Background: Although dietary factors are known to trigger headaches, the relationship between food and headache in children remains unclear. This prospective, observational case series aimed to evaluate the effect of exclusion of frequently-consumed foods in a cohort of children with headache.
Methods: One hundred and fifteen children aged 3-15 (mean 10.5) years with primary headache were followed in a paediatric outpatient clinic. Patients who frequently consumed foods or food additives known to trigger headaches were advised to exclude them for six weeks and to return for follow-up with headache and food diary.
Results: One hundred patients attended follow-up. Of these 13 (13%) did not respond to dietary exclusion; 87 (87%) achieved complete resolution of headaches by exclusion of 1-3 of the identified food(s).

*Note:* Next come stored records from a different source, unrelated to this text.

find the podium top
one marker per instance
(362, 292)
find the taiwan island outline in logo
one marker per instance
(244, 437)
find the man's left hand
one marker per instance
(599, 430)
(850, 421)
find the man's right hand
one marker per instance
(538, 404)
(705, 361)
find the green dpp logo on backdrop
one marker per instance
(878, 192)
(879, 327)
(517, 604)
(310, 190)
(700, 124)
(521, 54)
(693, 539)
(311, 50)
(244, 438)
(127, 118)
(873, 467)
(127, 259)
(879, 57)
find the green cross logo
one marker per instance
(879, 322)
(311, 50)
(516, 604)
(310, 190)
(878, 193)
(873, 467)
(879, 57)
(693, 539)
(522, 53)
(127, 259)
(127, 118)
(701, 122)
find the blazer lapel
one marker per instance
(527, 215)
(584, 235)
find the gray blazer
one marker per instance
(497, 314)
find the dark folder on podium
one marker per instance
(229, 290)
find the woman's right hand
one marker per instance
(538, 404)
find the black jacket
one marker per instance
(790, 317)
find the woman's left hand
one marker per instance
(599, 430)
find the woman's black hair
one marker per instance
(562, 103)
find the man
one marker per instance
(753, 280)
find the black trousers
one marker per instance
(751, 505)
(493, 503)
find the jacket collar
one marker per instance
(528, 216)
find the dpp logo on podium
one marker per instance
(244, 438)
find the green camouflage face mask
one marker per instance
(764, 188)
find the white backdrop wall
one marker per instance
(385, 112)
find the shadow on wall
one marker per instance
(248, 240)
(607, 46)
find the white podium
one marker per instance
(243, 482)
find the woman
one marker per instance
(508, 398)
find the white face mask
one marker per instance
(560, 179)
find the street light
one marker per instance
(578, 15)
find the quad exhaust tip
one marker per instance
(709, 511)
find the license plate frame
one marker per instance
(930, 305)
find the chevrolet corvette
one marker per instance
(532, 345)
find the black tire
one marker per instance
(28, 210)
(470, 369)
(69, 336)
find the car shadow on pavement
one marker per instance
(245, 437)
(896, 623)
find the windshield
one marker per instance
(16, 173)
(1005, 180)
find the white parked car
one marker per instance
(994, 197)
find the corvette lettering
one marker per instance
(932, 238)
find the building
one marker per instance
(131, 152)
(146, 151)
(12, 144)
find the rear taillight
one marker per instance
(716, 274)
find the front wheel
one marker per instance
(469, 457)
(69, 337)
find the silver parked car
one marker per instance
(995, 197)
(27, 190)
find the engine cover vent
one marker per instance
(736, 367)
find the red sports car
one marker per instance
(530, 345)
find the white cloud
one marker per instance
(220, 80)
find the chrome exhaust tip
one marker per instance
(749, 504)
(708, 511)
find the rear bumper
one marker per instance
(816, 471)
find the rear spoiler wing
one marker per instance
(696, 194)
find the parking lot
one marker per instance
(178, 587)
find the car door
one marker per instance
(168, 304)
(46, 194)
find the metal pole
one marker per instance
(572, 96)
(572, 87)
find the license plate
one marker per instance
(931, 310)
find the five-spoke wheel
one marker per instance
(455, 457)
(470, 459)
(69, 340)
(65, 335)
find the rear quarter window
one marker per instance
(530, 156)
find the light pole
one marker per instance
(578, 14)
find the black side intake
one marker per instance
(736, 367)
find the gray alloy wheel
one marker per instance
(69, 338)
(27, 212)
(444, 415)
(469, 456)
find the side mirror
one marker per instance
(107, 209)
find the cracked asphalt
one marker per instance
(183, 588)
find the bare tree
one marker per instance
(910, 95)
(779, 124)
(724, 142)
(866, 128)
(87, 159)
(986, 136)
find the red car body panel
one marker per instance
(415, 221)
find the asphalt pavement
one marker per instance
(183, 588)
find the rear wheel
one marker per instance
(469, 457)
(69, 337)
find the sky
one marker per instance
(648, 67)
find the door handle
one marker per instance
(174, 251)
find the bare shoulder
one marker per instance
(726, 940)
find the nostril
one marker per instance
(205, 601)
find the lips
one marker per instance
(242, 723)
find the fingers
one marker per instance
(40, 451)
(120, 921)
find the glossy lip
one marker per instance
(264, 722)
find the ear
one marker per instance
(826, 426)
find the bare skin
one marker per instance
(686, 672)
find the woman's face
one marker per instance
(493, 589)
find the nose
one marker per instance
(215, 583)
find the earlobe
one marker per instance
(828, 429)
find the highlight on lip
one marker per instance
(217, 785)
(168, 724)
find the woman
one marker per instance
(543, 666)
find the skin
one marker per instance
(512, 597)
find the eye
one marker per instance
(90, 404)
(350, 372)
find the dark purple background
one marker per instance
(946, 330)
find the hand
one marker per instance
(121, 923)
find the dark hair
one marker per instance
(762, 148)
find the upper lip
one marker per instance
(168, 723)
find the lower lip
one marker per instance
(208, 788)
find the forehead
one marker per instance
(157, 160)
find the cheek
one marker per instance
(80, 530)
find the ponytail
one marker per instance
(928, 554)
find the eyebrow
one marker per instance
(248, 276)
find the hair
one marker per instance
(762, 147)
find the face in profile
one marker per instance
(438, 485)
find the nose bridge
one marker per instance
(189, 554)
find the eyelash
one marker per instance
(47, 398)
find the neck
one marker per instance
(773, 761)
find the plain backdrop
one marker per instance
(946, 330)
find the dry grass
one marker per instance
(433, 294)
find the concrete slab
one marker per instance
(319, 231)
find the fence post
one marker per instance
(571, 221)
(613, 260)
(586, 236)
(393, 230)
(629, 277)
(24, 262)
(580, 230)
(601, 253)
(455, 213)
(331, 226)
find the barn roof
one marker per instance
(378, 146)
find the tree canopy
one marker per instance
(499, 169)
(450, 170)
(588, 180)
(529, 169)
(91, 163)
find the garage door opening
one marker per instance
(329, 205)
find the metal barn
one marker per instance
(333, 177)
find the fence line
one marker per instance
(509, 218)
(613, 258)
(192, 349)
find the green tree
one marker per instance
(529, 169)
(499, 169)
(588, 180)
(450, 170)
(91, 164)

Caffeine was the most common implicated trigger (28), followed by monosodium glutamate (25), cocoa (22), aspartame (13), cheese (13), citrus (10) and nitrites (six). One patient was sensitive to tomatoes.
Conclusions: This study demonstrates the potential scale and significance of seven frequently consumed foods or food additives as triggers for primary headache in children. Also this is the first study to show that headaches can be triggered by the cumulative effect of a food that is frequently consumed, rather than by single time ingestion.
Keywords: Headache; child; elimination diet; food; migraine; triggers.